Les Allemands se méfient traditionnellement de l’idée d’espionnage gouvernemental et les lois sur la protection des données sont donc fortes. « Vous devez regarder l’expérience historique avec la surveillance du régime nazi et ensuite par la Stasi (police secrète communiste est-allemande) … nous avons une forte histoire d’être contre la surveillance gouvernementale. »
Le porte-parole du ministère a déclaré que si le type de données capturées par les appareils intelligents pourrait être utile aux forces de l’ordre, la confidentialité est une préoccupation majeure et sera soigneusement examinée.

Les assistants vocaux vous écoutent… tout le temps

Si vous possédez un appareil intelligent, tel qu’un haut-parleur à assistance vocale, une télévision intelligente ou un réfrigérateur, vous saurez qu’il écoute tout le temps.

Même lorsque vous n’utilisez pas directement l’appareil, il écoute un soi-disant mot de réveil – comme « OK Google » pour votre Google Home ou « Alexa! » sur un appareil Amazon ou « Hey Siri » sur Apple.

Sans cette fonction, cela ne servirait à rien. (Hmm… note pour moi.)

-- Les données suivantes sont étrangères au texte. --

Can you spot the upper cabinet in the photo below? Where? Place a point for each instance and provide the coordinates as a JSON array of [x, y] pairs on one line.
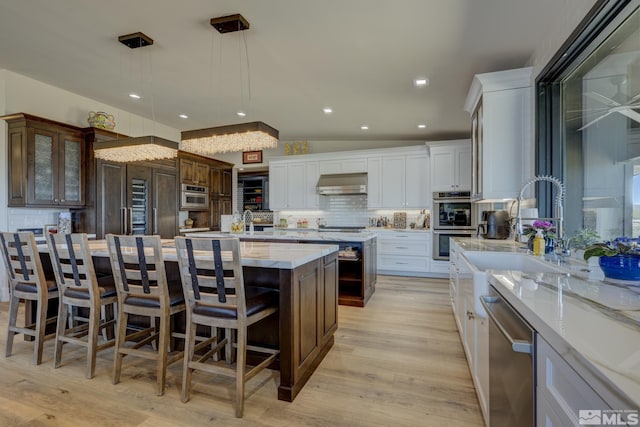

Lire la suite: Alexa, Siri et Co: les ministres allemands veulent utiliser les enregistrements comme preuves dans les procès

Mais comme ils sont constamment à l’écoute de vos instructions, ils entendent également tout ce que vous faites – du lavage de la vaisselle aux conversations aléatoires, ou aux informations intimes, comme les secrets ou un diagnostic de santé.

Même vos ablutions.

Chaque toux, pet et « Chéri, je t’aime » est aspiré et envoyé en quelques secondes à des serveurs pour analyse afin de vérifier si vous avez exprimé une instruction à votre appareil ou si vous vivez simplement votre vie.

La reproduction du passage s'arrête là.